I remember one day when we boys thought we would play a joke on one of our brethren.  The walk-ins all had locks so that when we were gone the kids — more so the teachers — could not raid the coolers.  One time we locked our buddy Pete in the cooler.  It was about mid-morning, and I don’t remember how it went down, but we got busy for lunch and somehow forgot about him.  Service was always frantic and we didn’t even notice he was gone.  We got lost in washing dishes for 300 people after service, and sweeping up the dining room.  We then got a 1/2 hour break, when we would usually sneak off into the woods and have a smoke or two.  Finally Dave said “Hey! Where the fuck is Peter? I haven’t seen him since this morning!”  We all looked at each other in shock.  Dave was pissed. When we got to the cooler, which was kind of out of the way, and not our main cooler, Pete was sitting on a bucket smoking a butt.  He just looked over at us calmly and said “You guys suck”.  Dave did laugh his ass off but he was obviously affected by the situation for the rest of the day.  We boys kind of worked in silence and waited for the axe to swing.  Then, after dinner, he called each one of our parents and told them we needed to stay late for some extra work.  He had us give him our cigarettes, and then sent us into the walk in.  There were three of us in total that went in, Pete stayed out.  Dave locked us in the walk-in and took Pete out for ice cream. He also shut the light out on us — a fate Pete had not suffered.  We sat there on the floor in the dark for about an hour and we were aptly smartened up.

About four years after we worked for Dave, Pete and I were at USM together. We decided to take a road trip up to the western Maine college where Dave was still the Exec.  We found him in his kitchen as they were cleaning up for the day.  He was his normal 90-mile-an-hour self, practically bouncing off the ceilings as he pushed the crew to hurry up and get out.  When he saw us he quickly changed gears.  He showed us around and we were awed by the very expensive and incredibly well equipped kitchens at the school.  Then we headed over to his apartment to drink a few beers and smoke a joint.  It was the typical classic rock single guy one bedroom deal.  Back then we still listened to vinyl, and he had a whole wall devoted to his stereo and about 400 albums.  We shot the shit and told jokes for a while.  I told him I’d worked for a few restaurants since the music camp, and we got talking about the old crew.  We had to go after about an hour, and right before we left he said “Michael, you are a good cook and a pretty smart guy” he looked at Pete and said “Pete, you’re a genius which why you probably already know what I’m gonna say next.” Then he got very serious and said “If you wanna have any semblance of a normal fucking life, a wife, kids, trips to the Grand Canyon, you need to get the hell out of the restaurant business! Just finish college and don’t look back or you’ll end up 40 years old, divorced, and living in a one bedroom apartment considering yourself one of the lucky ones.” We shook hands and left.
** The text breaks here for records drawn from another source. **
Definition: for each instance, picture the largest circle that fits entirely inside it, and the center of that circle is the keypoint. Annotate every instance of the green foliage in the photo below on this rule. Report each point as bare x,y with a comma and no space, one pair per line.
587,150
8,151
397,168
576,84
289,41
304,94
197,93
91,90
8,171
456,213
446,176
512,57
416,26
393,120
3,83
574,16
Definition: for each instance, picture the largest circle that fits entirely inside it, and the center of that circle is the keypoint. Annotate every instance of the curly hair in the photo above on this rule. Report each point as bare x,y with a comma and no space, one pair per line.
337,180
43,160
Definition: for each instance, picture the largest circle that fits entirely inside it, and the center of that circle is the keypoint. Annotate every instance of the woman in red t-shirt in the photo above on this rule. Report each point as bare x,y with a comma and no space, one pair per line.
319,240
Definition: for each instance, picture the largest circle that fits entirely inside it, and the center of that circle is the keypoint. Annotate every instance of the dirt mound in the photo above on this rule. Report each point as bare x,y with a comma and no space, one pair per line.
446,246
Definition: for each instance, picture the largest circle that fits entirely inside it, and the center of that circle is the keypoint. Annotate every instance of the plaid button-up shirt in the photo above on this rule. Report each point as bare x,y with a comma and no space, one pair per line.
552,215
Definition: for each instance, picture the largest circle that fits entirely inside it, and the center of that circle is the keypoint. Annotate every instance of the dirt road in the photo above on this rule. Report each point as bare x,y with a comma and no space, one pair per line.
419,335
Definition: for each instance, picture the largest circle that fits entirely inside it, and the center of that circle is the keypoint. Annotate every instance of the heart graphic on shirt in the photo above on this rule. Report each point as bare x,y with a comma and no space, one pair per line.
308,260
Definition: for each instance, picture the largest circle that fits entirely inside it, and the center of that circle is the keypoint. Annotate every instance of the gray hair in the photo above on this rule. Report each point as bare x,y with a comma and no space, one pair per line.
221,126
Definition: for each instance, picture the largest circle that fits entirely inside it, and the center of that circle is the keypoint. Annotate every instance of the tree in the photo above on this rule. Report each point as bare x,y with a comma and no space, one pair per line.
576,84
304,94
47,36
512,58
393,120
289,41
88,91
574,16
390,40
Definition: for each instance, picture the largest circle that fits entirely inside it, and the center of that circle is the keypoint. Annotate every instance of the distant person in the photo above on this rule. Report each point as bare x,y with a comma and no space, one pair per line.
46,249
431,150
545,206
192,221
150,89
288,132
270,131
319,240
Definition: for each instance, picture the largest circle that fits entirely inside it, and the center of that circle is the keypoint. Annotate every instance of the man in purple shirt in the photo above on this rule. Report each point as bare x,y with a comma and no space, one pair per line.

Pete and I talked about it on the long ride home.   There was something sad inside of Dave that was hiding under the piles of bullshit.  The guy who taught me my first real knife skills and made me understand sanitation was warning me away from the path he had set me on and I didn’t really get that at the time.  His advice still made good sense, and later mentors would repeat the warning.  Pete and I both knew what he meant; however, we also felt the warning was definitely misplaced.  Pete was going to be a concert pianist, I was going to get my MFA and teach if I couldn’t do.  I saw Pete again about five years later. He was driving tanks for the army.  I was cooking.